4.5.09

Liberté de conscience et liberté religieuse

Sur le Salon beige, j'ai eu la faiblesse de participer à une discussion à propos de la mosquée d'Orange (France).

La liberté religieuse est opposable à tous et elle peut être rendiquée par tous.

Dans ces conditions, les mosquées peuvent être construites en France et partout dans le monde au frais des fidèles.

On m'a opposé implicitement l'article du pape (à l'époque cardinal Ratzinger) sur "Vérité et liberté".

La liberté de conscience justement entendue (encyclique Libertas de Léon XIII) est la possibilité pour chaque individu d'avoir la liberté sociale de servir et honorer Dieu.

Il ne s'ensuit nullement que la vérité soit facultative pour la conscience, mais cela est du jugement individuel. On ne peut prêcher que la vérité entrave la liberté, dont en réalité elle est une condition.

Mais à chacun son rôle, l'Etat ou un individu n'ont aucune compétence juridique pour juger tel ou tel cas qu'il jugerait contraire à la doctrine.

Ceux qui s'écartent de cette règle de conduite sous prétexte de Christ-Roi sont les ennemis du Christ-Roi.

2 commentaires:

michèle a dit…

Je retiendrai ceci :
"Mais à chacun son rôle, l'Etat ou un individu n'ont aucune compétence juridique pour juger tel ou tel cas qu'il jugerait contraire à la doctrine.

Ceux qui s'écartent de cette règle de conduite sous prétexte de Christ-Roi sont les ennemis du Christ-Roi".

Par contre je vous avoue Denis que cela n'est pas évident pour beaucoup d'entre nous , pauvres pécheurs !
Nous avons besoin de réfléchir , sans aucun doute , plus que vous, Homme de Lettres , du bon savoir juridique et culturel .

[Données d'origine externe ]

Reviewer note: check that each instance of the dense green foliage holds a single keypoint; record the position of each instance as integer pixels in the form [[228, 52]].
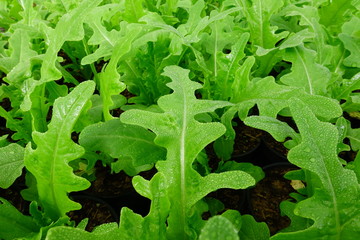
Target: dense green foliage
[[181, 72]]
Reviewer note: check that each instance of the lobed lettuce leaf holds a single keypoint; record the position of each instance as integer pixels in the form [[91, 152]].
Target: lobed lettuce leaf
[[48, 162], [184, 138]]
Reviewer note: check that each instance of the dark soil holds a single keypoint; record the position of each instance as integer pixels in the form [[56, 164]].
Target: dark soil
[[276, 147], [95, 209], [247, 139], [266, 196], [12, 195]]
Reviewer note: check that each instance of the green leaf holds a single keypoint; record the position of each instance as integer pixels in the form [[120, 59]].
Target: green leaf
[[13, 224], [279, 130], [351, 40], [133, 10], [55, 149], [11, 164], [258, 14], [305, 72], [122, 141], [184, 138], [110, 78], [337, 12], [296, 39], [105, 231], [106, 40], [217, 228], [274, 99], [333, 191], [252, 230], [69, 28]]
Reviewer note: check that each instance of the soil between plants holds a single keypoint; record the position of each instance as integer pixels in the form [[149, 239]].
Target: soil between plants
[[264, 199]]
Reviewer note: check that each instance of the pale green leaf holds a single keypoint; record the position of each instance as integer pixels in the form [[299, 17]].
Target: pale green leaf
[[184, 138], [121, 141], [334, 191], [11, 164], [305, 72], [105, 231], [54, 150], [13, 224], [219, 228]]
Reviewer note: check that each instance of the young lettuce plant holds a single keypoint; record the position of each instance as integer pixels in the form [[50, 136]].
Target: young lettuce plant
[[328, 206], [176, 190], [49, 165]]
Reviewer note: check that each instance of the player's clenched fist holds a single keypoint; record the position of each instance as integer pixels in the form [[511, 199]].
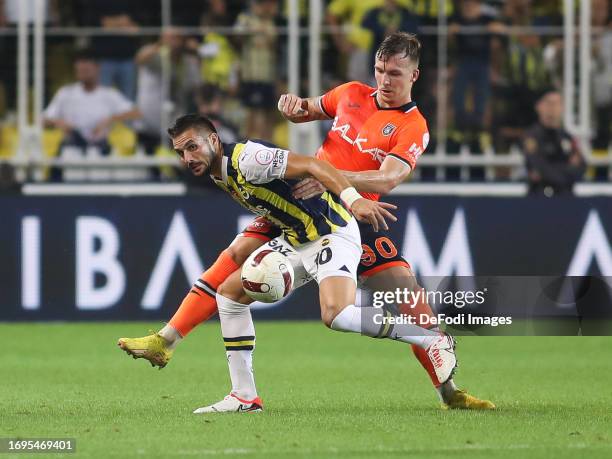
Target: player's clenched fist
[[292, 107]]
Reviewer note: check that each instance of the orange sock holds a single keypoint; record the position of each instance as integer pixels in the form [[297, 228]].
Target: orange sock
[[200, 304], [422, 308]]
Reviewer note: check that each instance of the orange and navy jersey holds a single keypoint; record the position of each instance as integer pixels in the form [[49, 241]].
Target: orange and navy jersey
[[364, 134]]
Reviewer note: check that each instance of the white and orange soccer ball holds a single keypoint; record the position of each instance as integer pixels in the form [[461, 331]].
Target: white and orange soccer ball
[[267, 276]]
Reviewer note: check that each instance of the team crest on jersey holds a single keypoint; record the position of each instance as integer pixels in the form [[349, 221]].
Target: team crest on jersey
[[388, 129]]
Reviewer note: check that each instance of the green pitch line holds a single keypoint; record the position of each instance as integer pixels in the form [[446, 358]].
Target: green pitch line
[[326, 394]]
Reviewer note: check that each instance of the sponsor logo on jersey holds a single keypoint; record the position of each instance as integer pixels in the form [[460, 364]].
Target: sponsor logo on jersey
[[388, 129], [264, 157]]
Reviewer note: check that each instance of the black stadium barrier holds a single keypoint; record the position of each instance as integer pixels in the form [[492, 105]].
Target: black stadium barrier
[[114, 258]]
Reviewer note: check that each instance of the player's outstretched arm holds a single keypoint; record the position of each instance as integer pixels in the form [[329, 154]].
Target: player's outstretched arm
[[375, 213], [298, 110]]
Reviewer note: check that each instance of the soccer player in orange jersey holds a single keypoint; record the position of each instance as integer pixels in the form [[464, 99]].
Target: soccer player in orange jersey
[[376, 139]]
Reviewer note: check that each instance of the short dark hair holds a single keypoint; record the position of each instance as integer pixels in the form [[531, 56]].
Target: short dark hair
[[192, 120], [400, 43]]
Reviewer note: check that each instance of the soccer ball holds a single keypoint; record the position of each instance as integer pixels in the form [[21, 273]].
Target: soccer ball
[[267, 276]]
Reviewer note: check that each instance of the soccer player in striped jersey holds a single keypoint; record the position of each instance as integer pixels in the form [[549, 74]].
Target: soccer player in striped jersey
[[261, 177]]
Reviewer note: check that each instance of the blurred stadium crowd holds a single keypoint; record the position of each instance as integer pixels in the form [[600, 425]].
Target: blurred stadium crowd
[[227, 59]]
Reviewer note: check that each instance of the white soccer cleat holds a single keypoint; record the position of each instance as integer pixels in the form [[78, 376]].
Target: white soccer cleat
[[442, 356], [232, 404]]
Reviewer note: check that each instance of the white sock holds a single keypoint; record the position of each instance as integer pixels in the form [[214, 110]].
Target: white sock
[[239, 337], [363, 320], [171, 335]]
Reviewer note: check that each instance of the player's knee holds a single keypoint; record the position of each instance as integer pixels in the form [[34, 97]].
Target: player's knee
[[242, 247]]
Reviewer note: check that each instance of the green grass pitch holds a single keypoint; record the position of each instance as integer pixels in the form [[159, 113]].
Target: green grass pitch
[[326, 394]]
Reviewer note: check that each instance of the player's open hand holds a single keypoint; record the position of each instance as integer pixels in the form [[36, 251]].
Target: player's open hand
[[292, 107], [373, 212], [308, 188]]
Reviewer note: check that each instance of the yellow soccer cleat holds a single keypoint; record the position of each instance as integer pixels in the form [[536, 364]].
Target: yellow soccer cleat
[[461, 400], [153, 348]]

Cette note est très "forte" aucun mot sonne faux !

à bientôt Denis...

Denis Merlin a dit…

Nous sommes tous pécheurs, et moi le premier. Mais là n'est pas la question.

Jésus dit "Vous êtes tous frères".

En conséquence ne vous mêlons pas des affaires de consciences de vos frères et soeurs pour les condamner ou pour nous immiscer dans leurs relations avec le Père. L'Etat n'est que la réunion des hommes et femmes en vue d'un bien laïc, il n'a donc aucune compétence pour se mêler des affaires religieuses des citoyens, il n'a pas plus de droit que l'ensemble des familles dont il est composé.